In fact, if estimates are correct, it won’t even be around for another decade. Output from current wells is expected to fall steeply in 2024 and dry out in 2027. If that happens, the complicated network of pipelines criss-crossing the sea into Batangas and then north towards the capital will be empty. What options does the Philippines have?

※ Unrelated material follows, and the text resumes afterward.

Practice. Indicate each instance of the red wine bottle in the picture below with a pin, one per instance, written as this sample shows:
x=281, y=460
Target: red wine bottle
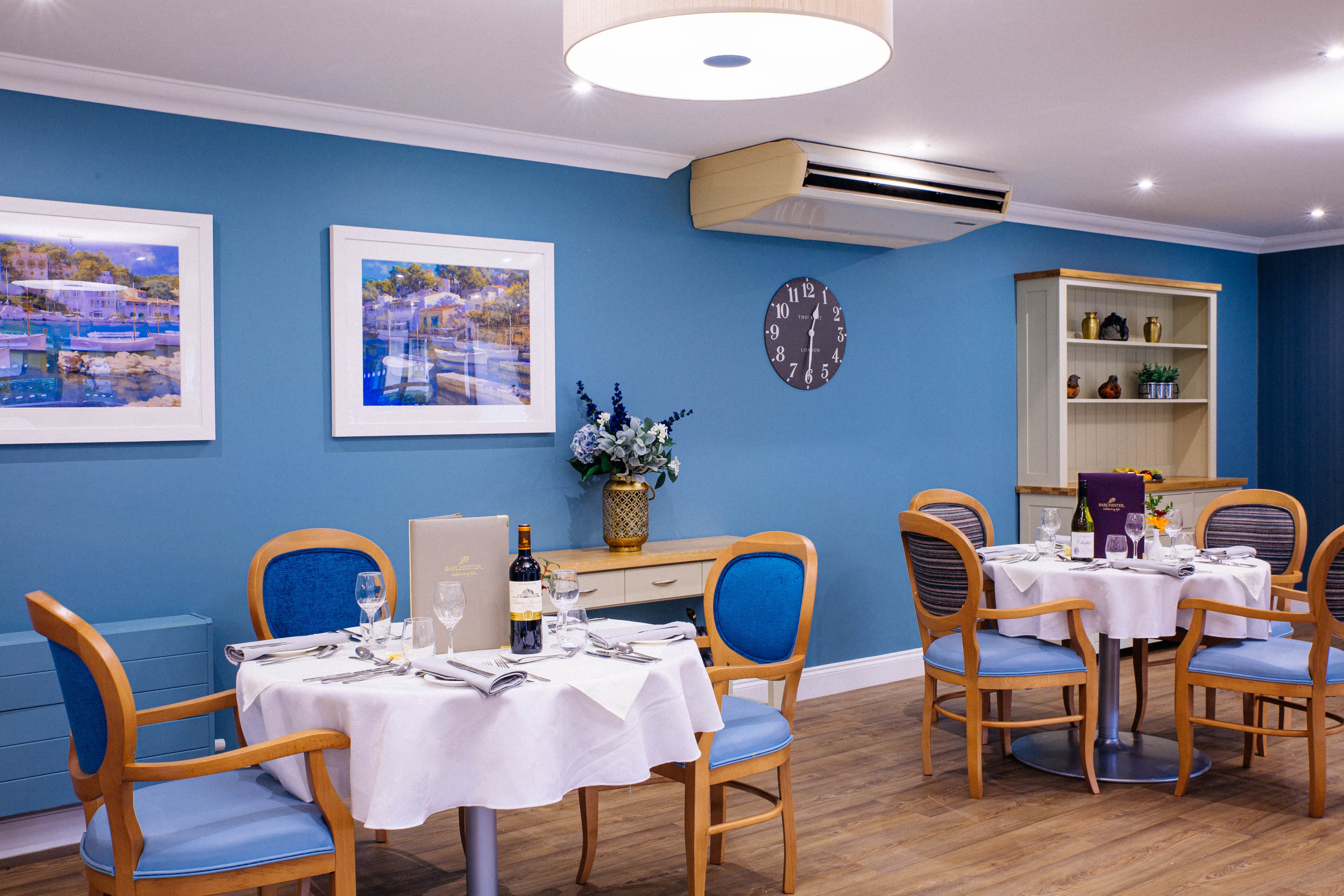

Of course, Malampaya itself isn’t fully tapped. In fact, there is an undeveloped portion called Malampaya East that could hold up to 2.83 bcm of natural gas. If correct and commercialised properly, the lifespan of Malampaya could be extended into the early 2030s. However, the entire field lies in challenging deep waters. Global supermajors Shell and Chevron had the expertise to draw those volumes of hydrocarbons to the surface, but now they want out. Chevron exited Malampaya in November 2019, as part of an asset review to re-focus on shale, selling its 45% stake to local player Phoenix Petroleum that is part of the Udenna conglomerate. And now Shell, which is operator of Malampaya, wants out as well, offering up its own 45% stake as it starts rationalising its own portfolio. In a Covid-19 world, no major player wants to be holding on to a depleting asset, unless there are national issues at stake.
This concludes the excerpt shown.